Broderick Smith had hits, but he preferred to live by his own music
Acclaimed Dingoes’ singer and musician found memorable musical phrases apparently unavailable to anyone else.
Broderick Smith didn’t love the songs for which he was reluctantly famous as much as we did. Some of which he explained in his 2018 biography, Man Out of Time. In a song of that name he spoke of being weary in a world less trustworthy than that in which he grew up: “When left is in the middle, and right is off the charts.”
Smith grew up in St Albans, an unyielding Melbourne suburb where post-war migrants planted roots in the hope their children’s lives would flower in better parts. Trying to forget the 1940s, they gambled on a peaceful relaunch of interrupted lives here.
They were battlers – a word popularised by Henry Lawson for those who worked doggedly, frequently for little reward. Often that appeared Broderick’s lot. But he’d have described his as a fortunate life, the title of the famous biography of AB Facey, born just down the road.
Smith wanted to learn guitar. His dad baulked at the price, so Smith filled the gap in his life with a harmonica funded by his paper round. Decades earlier it had been Australia’s favourite instrument and dubbed “the band in a waistcoat pocket”.
But as young Australians were swept along by the popular revolutions that followed Elvis Presley and the Beatles, the harmonica became linked to the blues – but still could be found played inexpertly by John Lennon (Love Me Do), Mick Jagger (Midnight Rambler) and everywhere by Bob Dylan.
Young musicians noticed the 1960s rebirth of the blues among white Americans – especially the potent blues harp virtuosi Paul Butterfield, Charlie Musselwhite and Al “Blind Owl” Wilson, whose hits with Canned Heat (Going Up the Country, On the Road Again) were huge here.
By now Smith had joined Kerryn Tolhurst’s Adderley Smith Blues Band, singing and playing blues harp. His playing was melodic and inventive, his voice large and lyrical.
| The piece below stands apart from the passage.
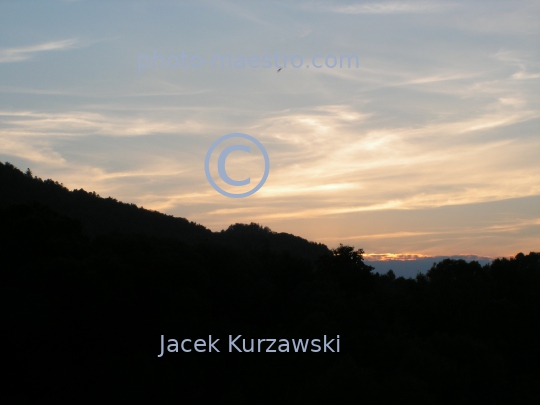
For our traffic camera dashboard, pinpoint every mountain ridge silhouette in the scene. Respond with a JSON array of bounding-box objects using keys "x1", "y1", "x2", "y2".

Both men were called up for National Service, Smith’s time at the Holsworthy Barracks on the outer edge of Sydney giving him a first taste of the bush.
Back in Melbourne he joined Carson as the focal point of its blues-boogie sound, and they appeared at the first Sunbury festivals. They had hits with the single Boogie and an album, Blown. At Mulwala over Easter 1972, Carson supported Canned Heat. The following year Smith played Tommy’s father in the stage show of The Who’s rock opera alongside bonkers, brandy-soaked Keith Moon.
Tolhurst and Smith formed a band to sing Australian stories – a year before Skyhooks did likewise. The Dingoes was Smith’s idea. The first single, Way Out West, was a slice of country rock brilliance (and defined by Smith’s vocals and harp even though he dismissed the song that was revived in 1992 as a No.2 hit for James Reyne and James Blundell).
Smith wrote the lyrics and probably the music (he couldn’t quite recall) for the next hit, Boy on the Run, which, despite its rustic imagery, was about time down the creek at St Albans.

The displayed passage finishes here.